Kalinina Olga V, Mironov Andrey A, Gelfand Mikhail S, Rakhmaninova Aleksandra B
State Scientific Center GosNIIGenetika, 1st Dorozhny pr., 1, Moscow 113545, Russia.
Protein Sci. 2004 Feb;13(2):443-56. doi: 10.1110/ps.03191704.
The increasing volume of genomic data opens new possibilities for analysis of protein function. We introduce a method for automated selection of residues that determine the functional specificity of proteins with a common general function (the specificity-determining positions [SDP] prediction method). Such residues are assumed to be conserved within groups of orthologs (that may be assumed to have the same specificity) and to vary between paralogs. Thus, considering a multiple sequence alignment of a protein family divided into orthologous groups, one can select positions where the distribution of amino acids correlates with this division. Unlike previously published techniques, the introduced method directly takes into account nonuniformity of amino acid substitution frequencies. In addition, it does not require setting arbitrary thresholds. Instead, a formal procedure for threshold selection using the Bernoulli estimator is implemented. We tested the SDP prediction method on the LacI family of bacterial transcription factors and a sample of bacterial water and glycerol transporters belonging to the major intrinsic protein (MIP) family. In both cases, the comparison with available experimental and structural data strongly supported our predictions.

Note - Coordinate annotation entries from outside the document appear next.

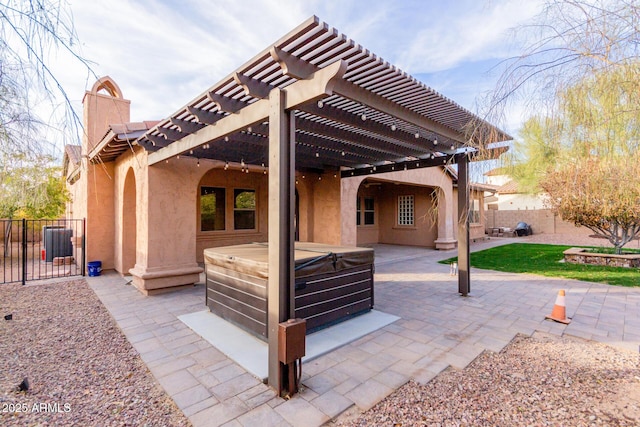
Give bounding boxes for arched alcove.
[91,76,122,99]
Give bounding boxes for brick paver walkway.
[88,239,640,427]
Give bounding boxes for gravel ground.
[0,279,190,426]
[336,333,640,427]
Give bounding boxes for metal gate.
[0,219,85,285]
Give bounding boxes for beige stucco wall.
[358,181,438,247]
[67,77,131,269]
[341,167,457,248]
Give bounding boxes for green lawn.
[440,243,640,287]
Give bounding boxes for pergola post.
[267,89,295,391]
[458,155,471,296]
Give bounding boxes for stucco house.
[484,167,545,210]
[64,17,510,293]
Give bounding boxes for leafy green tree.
[0,155,69,219]
[514,63,640,253]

基因组数据量的不断增加为蛋白质功能分析开辟了新的可能性。我们介绍了一种自动选择决定具有共同一般功能的蛋白质功能特异性的残基的方法(特异性决定位置[SDP]预测方法)。假定此类残基在直系同源物组内是保守的(可假定具有相同的特异性),而在旁系同源物之间是可变的。因此,考虑将蛋白质家族的多序列比对划分为直系同源组,就可以选择氨基酸分布与该划分相关的位置。与先前发表的技术不同,所介绍的方法直接考虑了氨基酸替代频率的不均匀性。此外,它不需要设置任意阈值。相反,实施了使用伯努利估计器进行阈值选择的形式化程序。我们在细菌转录因子的LacI家族以及属于主要内在蛋白(MIP)家族的细菌水和甘油转运蛋白样本上测试了SDP预测方法。在这两种情况下,与现有实验和结构数据的比较都有力地支持了我们的预测。